The Difference

No one, not even Molly Weasley could tell the twins apart. Professors confused them, friends just started calling them combination names, in second year, Marietta Edgecombe had confessed her undying love for Fred to George instead, who had simply patted her on the head once and walked away.

Alicia Spinnet could tell. Alica Spinnet could always tell. George thought it had been luck at first. That she simply always guessed right. But then, as the years went on, she just never got it wrong.

He came up to her in the library one afternoon, she barely looked at him before going back to her revising for winter midterms.

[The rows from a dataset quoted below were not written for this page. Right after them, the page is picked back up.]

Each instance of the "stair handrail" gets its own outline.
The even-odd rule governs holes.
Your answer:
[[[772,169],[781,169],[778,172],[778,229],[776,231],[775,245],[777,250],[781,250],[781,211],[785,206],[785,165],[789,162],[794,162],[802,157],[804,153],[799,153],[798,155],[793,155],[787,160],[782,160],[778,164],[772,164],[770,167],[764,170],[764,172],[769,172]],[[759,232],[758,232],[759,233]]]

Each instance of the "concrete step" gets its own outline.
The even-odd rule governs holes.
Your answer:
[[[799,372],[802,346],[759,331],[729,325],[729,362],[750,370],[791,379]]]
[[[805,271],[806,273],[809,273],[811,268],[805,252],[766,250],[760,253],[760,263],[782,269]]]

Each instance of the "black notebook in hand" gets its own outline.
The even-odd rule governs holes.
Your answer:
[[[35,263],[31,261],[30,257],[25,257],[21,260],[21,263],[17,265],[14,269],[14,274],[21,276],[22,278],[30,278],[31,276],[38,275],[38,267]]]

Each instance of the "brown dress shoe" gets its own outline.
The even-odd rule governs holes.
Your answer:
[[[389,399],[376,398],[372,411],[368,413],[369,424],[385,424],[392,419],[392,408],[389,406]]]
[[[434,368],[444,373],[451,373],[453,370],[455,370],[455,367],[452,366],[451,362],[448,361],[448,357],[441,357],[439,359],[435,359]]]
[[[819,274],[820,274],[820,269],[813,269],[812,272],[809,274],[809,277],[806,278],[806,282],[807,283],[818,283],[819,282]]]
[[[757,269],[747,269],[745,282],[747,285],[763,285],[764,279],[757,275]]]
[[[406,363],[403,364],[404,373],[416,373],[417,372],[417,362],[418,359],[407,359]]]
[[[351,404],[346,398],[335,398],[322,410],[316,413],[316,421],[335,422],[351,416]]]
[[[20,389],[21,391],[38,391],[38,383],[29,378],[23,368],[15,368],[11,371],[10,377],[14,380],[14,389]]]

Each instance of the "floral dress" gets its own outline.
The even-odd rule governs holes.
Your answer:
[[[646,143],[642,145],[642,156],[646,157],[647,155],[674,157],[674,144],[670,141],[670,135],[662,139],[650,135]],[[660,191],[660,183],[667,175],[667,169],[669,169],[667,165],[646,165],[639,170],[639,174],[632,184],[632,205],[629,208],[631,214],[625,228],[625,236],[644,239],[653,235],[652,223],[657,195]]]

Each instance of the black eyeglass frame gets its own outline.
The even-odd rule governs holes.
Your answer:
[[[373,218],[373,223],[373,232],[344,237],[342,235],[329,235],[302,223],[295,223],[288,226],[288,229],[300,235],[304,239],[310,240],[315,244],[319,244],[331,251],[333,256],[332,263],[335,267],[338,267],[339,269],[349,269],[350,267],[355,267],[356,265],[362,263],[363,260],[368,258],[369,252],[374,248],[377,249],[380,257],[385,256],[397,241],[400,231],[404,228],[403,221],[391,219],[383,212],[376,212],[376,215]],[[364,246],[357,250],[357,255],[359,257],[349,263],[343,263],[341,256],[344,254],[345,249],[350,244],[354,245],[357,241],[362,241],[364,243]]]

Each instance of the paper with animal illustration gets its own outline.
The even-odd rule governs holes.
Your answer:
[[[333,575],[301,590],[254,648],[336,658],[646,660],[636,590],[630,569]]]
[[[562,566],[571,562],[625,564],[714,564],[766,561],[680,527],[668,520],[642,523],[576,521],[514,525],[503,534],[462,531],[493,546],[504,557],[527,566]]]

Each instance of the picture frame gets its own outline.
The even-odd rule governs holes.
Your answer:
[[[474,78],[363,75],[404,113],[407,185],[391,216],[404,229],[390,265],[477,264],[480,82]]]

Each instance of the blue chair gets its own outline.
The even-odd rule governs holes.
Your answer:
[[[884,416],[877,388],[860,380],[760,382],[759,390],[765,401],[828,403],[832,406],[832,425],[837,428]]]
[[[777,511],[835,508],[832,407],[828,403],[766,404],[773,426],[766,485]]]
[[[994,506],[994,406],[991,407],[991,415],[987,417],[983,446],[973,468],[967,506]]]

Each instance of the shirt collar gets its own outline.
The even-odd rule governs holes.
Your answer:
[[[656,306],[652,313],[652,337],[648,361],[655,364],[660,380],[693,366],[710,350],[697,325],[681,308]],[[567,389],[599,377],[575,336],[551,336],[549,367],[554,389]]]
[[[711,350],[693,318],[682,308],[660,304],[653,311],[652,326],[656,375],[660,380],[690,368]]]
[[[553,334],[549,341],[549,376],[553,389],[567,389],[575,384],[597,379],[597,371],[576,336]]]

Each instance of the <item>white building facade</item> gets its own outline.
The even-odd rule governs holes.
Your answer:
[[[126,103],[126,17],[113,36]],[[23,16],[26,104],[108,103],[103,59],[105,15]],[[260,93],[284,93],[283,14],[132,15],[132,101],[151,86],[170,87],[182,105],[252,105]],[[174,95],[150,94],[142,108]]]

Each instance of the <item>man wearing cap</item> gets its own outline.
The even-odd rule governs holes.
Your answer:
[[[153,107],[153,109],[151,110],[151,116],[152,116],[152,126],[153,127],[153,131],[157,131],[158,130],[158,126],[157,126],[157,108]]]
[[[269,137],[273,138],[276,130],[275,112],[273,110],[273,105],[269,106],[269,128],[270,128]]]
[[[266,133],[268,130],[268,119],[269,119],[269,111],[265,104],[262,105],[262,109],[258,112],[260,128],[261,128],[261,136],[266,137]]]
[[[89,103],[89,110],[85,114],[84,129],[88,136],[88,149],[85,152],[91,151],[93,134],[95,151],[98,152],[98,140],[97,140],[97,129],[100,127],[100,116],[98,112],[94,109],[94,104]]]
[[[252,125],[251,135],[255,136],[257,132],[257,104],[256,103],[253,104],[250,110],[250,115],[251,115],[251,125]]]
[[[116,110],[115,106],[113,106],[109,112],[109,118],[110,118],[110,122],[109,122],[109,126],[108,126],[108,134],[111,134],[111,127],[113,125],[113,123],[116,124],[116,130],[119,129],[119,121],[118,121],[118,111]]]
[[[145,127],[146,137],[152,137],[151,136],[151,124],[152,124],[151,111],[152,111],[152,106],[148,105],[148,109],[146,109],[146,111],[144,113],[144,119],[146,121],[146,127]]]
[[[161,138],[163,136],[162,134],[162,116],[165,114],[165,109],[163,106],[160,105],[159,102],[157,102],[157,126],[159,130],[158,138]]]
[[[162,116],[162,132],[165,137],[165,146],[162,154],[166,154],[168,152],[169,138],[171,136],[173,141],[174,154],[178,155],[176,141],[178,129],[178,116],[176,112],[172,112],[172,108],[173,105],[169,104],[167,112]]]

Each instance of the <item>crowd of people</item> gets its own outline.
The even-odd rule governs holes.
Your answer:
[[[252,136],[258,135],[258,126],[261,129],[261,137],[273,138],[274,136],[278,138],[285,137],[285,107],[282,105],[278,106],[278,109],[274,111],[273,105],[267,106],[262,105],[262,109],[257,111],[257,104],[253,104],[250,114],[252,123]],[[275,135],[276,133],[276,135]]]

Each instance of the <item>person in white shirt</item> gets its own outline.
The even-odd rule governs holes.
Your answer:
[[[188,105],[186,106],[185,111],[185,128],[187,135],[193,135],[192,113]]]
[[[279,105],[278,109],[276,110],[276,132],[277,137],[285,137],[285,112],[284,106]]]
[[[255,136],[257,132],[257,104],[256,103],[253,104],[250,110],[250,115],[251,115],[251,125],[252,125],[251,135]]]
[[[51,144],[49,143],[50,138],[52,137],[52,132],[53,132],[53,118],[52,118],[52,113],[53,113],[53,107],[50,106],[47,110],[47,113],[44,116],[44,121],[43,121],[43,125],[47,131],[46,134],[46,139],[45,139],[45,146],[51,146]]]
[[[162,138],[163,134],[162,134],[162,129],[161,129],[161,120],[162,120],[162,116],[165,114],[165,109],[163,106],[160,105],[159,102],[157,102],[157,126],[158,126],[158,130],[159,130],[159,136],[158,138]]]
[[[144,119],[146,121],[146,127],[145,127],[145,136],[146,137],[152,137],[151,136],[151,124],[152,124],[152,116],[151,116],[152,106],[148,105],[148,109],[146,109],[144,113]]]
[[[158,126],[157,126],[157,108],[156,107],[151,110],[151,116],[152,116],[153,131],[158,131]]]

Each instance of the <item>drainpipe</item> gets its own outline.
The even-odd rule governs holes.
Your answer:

'What do you want, George?' she asks shortly. She had been moody for weeks. Since Fred and Angelina had started hanging out, leaving her and George to fend for themselves.

'How do you do that?' he asks. She gives him a puzzled look quickly. 'Tell us apart.' he clarifies.

"Well, you're not attached to Angelina's neck, so that kind of gave it away." she snips. he laughs heartedly, a full belly laugh he hasn't given off in a while. He was always a little bit darker without Fred around.

"But usually. How can you tell?" he pushes.

"It's not really hard. I don't understand how no one else can see the differences. You guys aren't the same person. Anyone who pays attention should be able to do it." she tells him.

He thinks about that. He and Fred are different. Fred is all big ideas and grandiose gestures, while George is the pragmatic details guy. Not to say he doesn't have big ideas on his own. But Fred says 'Let's make puking pastilles' and George starts looking into what to add to the chocolate to hide the taste of the potion hidden in the truffle.

He doesn't think the people who can't tell the difference between him and Fred aren't paying attention. He knows his mother is constantly watching them. But that's the thing, she's watching them and not him. People don't pay attention to the individuals. Alicia does.

"so, what's the big one? What's the difference that you can see with barely a glance?" he asks her. she puts her quill down on her book, readjusting her arms and leaning on them a bit. She stares into his questioning look and tilts her head.

'Your eyes.' she says simply, like it should be obvious. 'You each have a fleck of brown in your eyes. It's so small, it's almost undetectable. I noticed it on the train our first year. I found it fascinating, because yours is in your left eye, and his is on the right. I call it 'the mischief'. the mischief in your eyes." she laughs at her own joke. She does that a lot. George admires that about her. That she doesn't need the validation of other people like he and Fred do, even if the validation is just from each other.

Alicia is perfectly okay with just laughing on her own.